この日のキャストはエリザベートが花總まりさん、トートが井上芳雄さん。花總エリザベートが少女の頃の軽やかさと、皇后となって以降の重苦しさの対比を一層際立たせ、ほっそりと可憐な身体とは裏腹に物語の幹をしっかりと体現しているのに対し、井上トートは東京公演の頃よりも発声、動きが若干ソフトに。現世と黄泉の国の「あわい」を意識した表現であるのかもしれません。また博多ではシングルキャストとなっているフランツ・ヨーゼフ役・田代万里生さんは、壮年、老年期の台詞、歌声に一層重厚感が増し、“声の探究”をきわめているご様子。特に老年期においては甘さを排し、すっかり“枯れた”ふぜいながらエリザベートを待ち、求め続ける姿に一人の人間としての真実味があらわれ、胸を打ちます。
博多座の提灯と意外にマッチ(?)するキャスト写真。(C)Marino Matsushima

博多座の提灯と意外にマッチ(?)するキャスト写真。(C)Marino Matsushima

またこの日、目覚ましい存在感を放ったのが、ルキーニ役の成河さん。冒頭の登場時から目に狂気じみたものを宿らせ、“世界は、終わった……”と幕開きのナンバーが始まると、空間ごと音楽を支配するような腕の動きを見せる。ルキーニの回想としてエリザベートの物語が展開する“入れ子構造”を明確に示しています。またストレート・プレイで培った技術を活かし、随所で台詞をふくよかに立体化。エリザベートと“死”が抱き合う耽美的な幕切れには、最後の最後で縄を首に巻き付けて登場、たった数秒の芝居で物語世界を改めて“入れ子構造”に収める様が鮮やかです。

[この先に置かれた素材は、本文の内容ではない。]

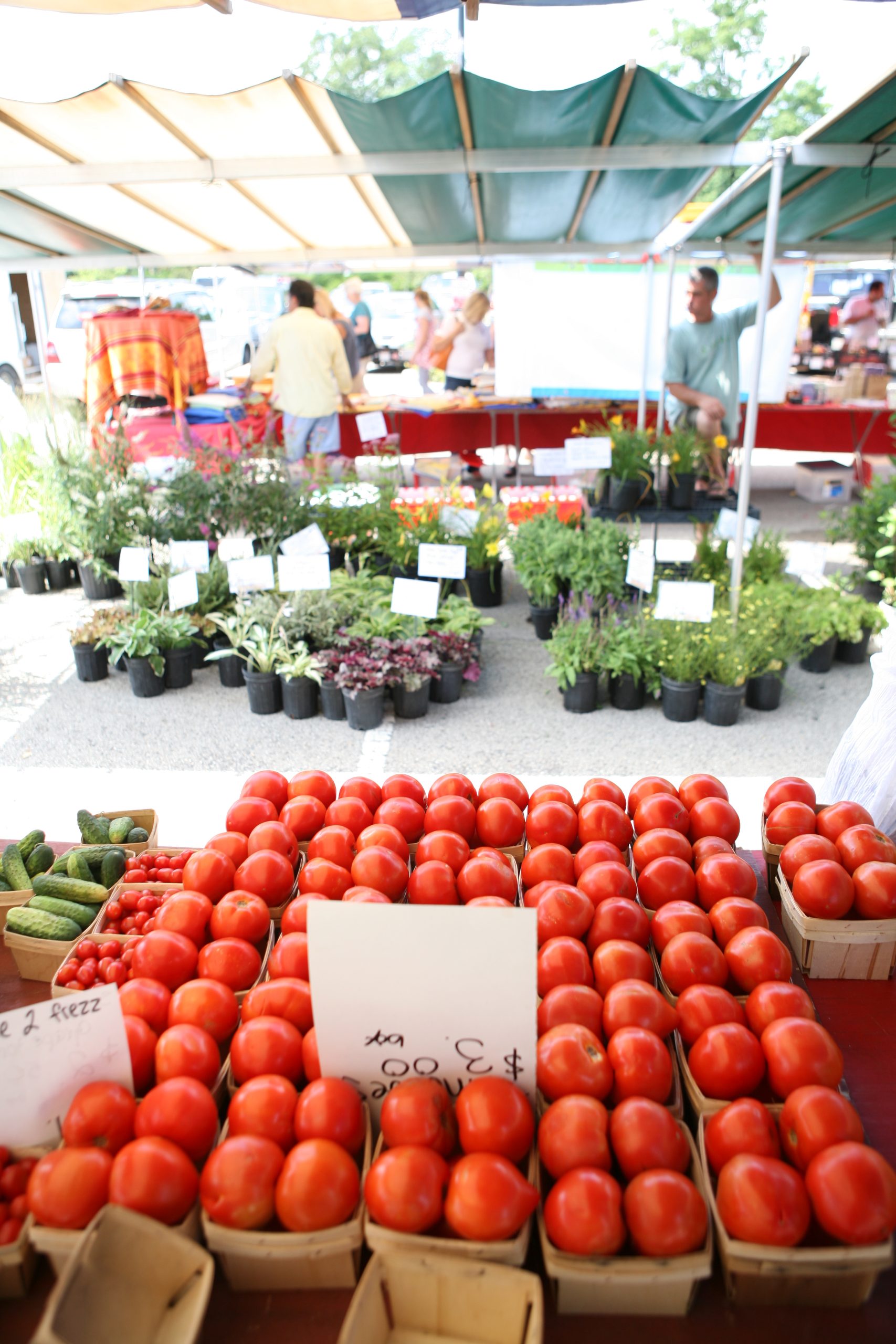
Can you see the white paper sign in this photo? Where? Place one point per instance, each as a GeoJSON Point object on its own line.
{"type": "Point", "coordinates": [299, 573]}
{"type": "Point", "coordinates": [183, 591]}
{"type": "Point", "coordinates": [371, 425]}
{"type": "Point", "coordinates": [441, 562]}
{"type": "Point", "coordinates": [133, 565]}
{"type": "Point", "coordinates": [413, 597]}
{"type": "Point", "coordinates": [383, 1015]}
{"type": "Point", "coordinates": [53, 1049]}
{"type": "Point", "coordinates": [250, 575]}
{"type": "Point", "coordinates": [587, 455]}
{"type": "Point", "coordinates": [311, 541]}
{"type": "Point", "coordinates": [684, 601]}
{"type": "Point", "coordinates": [190, 555]}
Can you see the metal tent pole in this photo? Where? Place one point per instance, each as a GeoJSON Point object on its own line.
{"type": "Point", "coordinates": [778, 160]}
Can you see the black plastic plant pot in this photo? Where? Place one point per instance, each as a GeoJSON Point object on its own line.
{"type": "Point", "coordinates": [412, 705]}
{"type": "Point", "coordinates": [544, 618]}
{"type": "Point", "coordinates": [144, 683]}
{"type": "Point", "coordinates": [263, 692]}
{"type": "Point", "coordinates": [722, 704]}
{"type": "Point", "coordinates": [763, 692]}
{"type": "Point", "coordinates": [821, 659]}
{"type": "Point", "coordinates": [446, 689]}
{"type": "Point", "coordinates": [364, 709]}
{"type": "Point", "coordinates": [853, 652]}
{"type": "Point", "coordinates": [582, 698]}
{"type": "Point", "coordinates": [332, 702]}
{"type": "Point", "coordinates": [680, 699]}
{"type": "Point", "coordinates": [92, 664]}
{"type": "Point", "coordinates": [628, 694]}
{"type": "Point", "coordinates": [300, 697]}
{"type": "Point", "coordinates": [179, 668]}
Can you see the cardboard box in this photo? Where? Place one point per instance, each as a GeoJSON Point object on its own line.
{"type": "Point", "coordinates": [129, 1278]}
{"type": "Point", "coordinates": [628, 1285]}
{"type": "Point", "coordinates": [426, 1299]}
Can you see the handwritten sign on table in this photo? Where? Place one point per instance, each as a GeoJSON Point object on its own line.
{"type": "Point", "coordinates": [386, 1009]}
{"type": "Point", "coordinates": [49, 1052]}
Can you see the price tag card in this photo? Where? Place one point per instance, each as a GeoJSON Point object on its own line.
{"type": "Point", "coordinates": [183, 591]}
{"type": "Point", "coordinates": [441, 562]}
{"type": "Point", "coordinates": [371, 425]}
{"type": "Point", "coordinates": [587, 455]}
{"type": "Point", "coordinates": [250, 575]}
{"type": "Point", "coordinates": [684, 601]}
{"type": "Point", "coordinates": [382, 1014]}
{"type": "Point", "coordinates": [53, 1049]}
{"type": "Point", "coordinates": [311, 541]}
{"type": "Point", "coordinates": [413, 597]}
{"type": "Point", "coordinates": [133, 565]}
{"type": "Point", "coordinates": [190, 555]}
{"type": "Point", "coordinates": [297, 573]}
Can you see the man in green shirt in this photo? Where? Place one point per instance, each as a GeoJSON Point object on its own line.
{"type": "Point", "coordinates": [703, 371]}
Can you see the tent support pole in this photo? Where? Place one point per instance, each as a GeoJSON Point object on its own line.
{"type": "Point", "coordinates": [778, 160]}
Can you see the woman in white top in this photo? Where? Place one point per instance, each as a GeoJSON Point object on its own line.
{"type": "Point", "coordinates": [471, 340]}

終演後、劇場外では“博多座提灯”に照らし出されたキャストの大写真と記念撮影をする方が多数。帝劇に比べここ博多座は若干小ぶりな分、舞台が近く感じられ、より登場人物に感情移入をしやすいのかもしれません。20時をまわり、夕闇が刻一刻と漆黒の度合いを増してゆくなか、名残り惜しそうにたたずむ方も。もう少し余韻に浸っていたい、と思わせてくれる盛夏の『エリザベート』です。